GSoC: week 5: SymPy now runs in Python 3!

As the title says, you can now run SymPy in Python 3! No, it's not perfect, there are test failures (or rather, exceptions, some 200 of them), but ~90% tests pass and that's getting somewhere. I haven't tried actually using it, but at least for some definitions of "works", SymPy definitely works in Python 3. I'll document some of the issues I solved below, and I'll also update the porting tips and tricks page when I get the chance.

The cmp issue

While the new unicode/string features are probably the major Python 3 incompatibility for most programs, SymPy's foremost issue was the use of cmp(), which has been discontinued in Python 3 in favor of __lt__ and other rich comparisons. SymPy uses cmp() in various areas of code (sympy.core.Basic for one, and almost everything derives from that). I've tried to approach this from various angles, but most required a deeper understanding of SymPy than I currently posses. In the end, I opted for the most ingenious solution of all - sidestepping the issue. To see how I did this, first lets see the two different ways the removal of cmp() affects us:

a) builtin.sorted() and list.sort() no longer accept the cmp argument providing a comparison function. Use the key argument instead.

Now, this is a good thing! The cmp() function is slow in this case, as it will compare every two elements (or so). In comparison, the key function takes some defined "key" value and sorts based on; this means it's called exactly once on each object. However, if you rely deeply on customized __cmp__ functions, it can be difficult to simply use a key instead of cmp. The following recipe, which provides a cmp_to_key function, allows us to avoid this by doing just what the name says. It's not an elegant solution, but it allows us to move on with porting at least. The recipe has been included in the functools module in Python's 2.7 and 3.2, but we implement it in core.compatibility as we need to support more Python versions.

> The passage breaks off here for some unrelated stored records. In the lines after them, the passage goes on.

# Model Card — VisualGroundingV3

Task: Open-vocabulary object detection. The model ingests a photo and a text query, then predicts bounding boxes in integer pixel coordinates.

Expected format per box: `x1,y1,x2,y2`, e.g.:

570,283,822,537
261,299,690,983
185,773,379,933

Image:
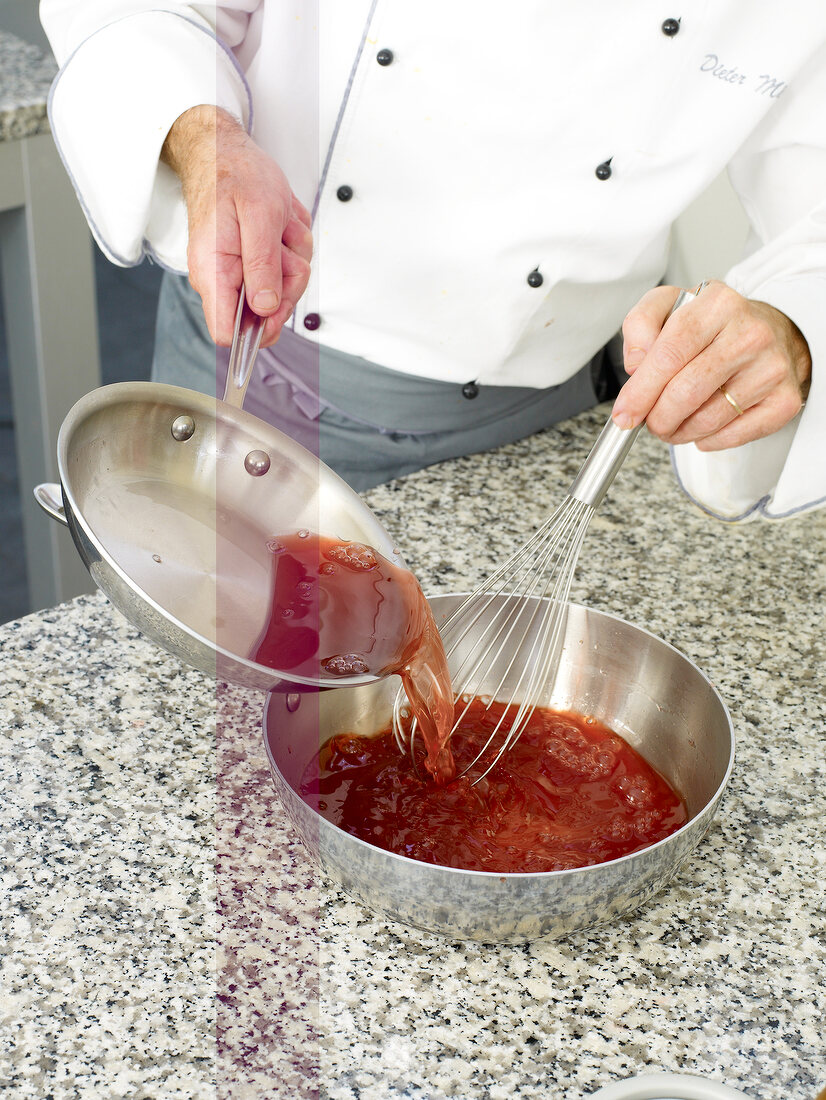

b) The cmp() function should be treated as gone, and the __cmp__() special method is no longer supported.

This is the root cause of the above point. Again, SymPy uses this quite extensively and fixing everything is beyond me at the moment. However, it is possible to naively define cmp as (a>b) - (a<b) if the builtin is not available, and I did exactly that in core.compatibility. That this works means that we aren't doing anything too complex with out __cmp__ implementations (it does fail in one case, though), which means that porting is possible.

Neither of the above changes is efficient or very nice at all (in fact, I described them as "evil" in a commit message). Still, going over these issues allows me to see the other problems that will arise and work on fixing them. It will allow me to finally have some visible progress on my project. This is important because my goal for the mid-term evaluation is to have a working SymPy in Python 3. Once SymPy is working completely, I will go back and implement a "correct" solution for this.

The other issues I solved are comparatively minor: I fixed some warnings produced by "-3" (the backquote is no longer a shortcut to repr(), tuple parameter unpacking has been removed) and some of the exceptions raised when running with Python3 (file() has been removed and we were encoding to ascii needlessly. I plan to continue working on these exceptions; as a lot of the tests all fail at the same points, I except to rapidly have almost all tests running in Python 3 (if not passing). I've also added a "FIXME-py3k" comment in a couple of files where I identified the issue but couldn't solve it; these are all things to discuss with my mentor. If someone wants to test it out, I've written some instructions on the relevant issue in our bug tracker. Merging will probably wait some time, but I will push for it to happen as soon as possible.

Also during this week, I worked on setting up our Jenkins server, you can see it here. Anonymous users can see just the build history; developers should contact me if they want an account set up. It is currently down, however.This was mostly a test run - we decided to reinstall our server from an ancient Debian to a current Ubuntu and only then run the "live" Jenkins server. This will happen when Ondřej, who runs the server we use, has more time (around the middle of July). I don't expect further issues to arise.

I also have a test branch with a port to distribute (instead of the currently distutils we use). We need to use Distribute to support automatic running of 2to3 when installing. The porting itself was trivial, but I need to read a lot of documentation before I figured out what the differences are (I even asked a question on StackOverflow about it). To say the documentation is confusing would be an understatement. The major problem is how to solve the mpmath issue.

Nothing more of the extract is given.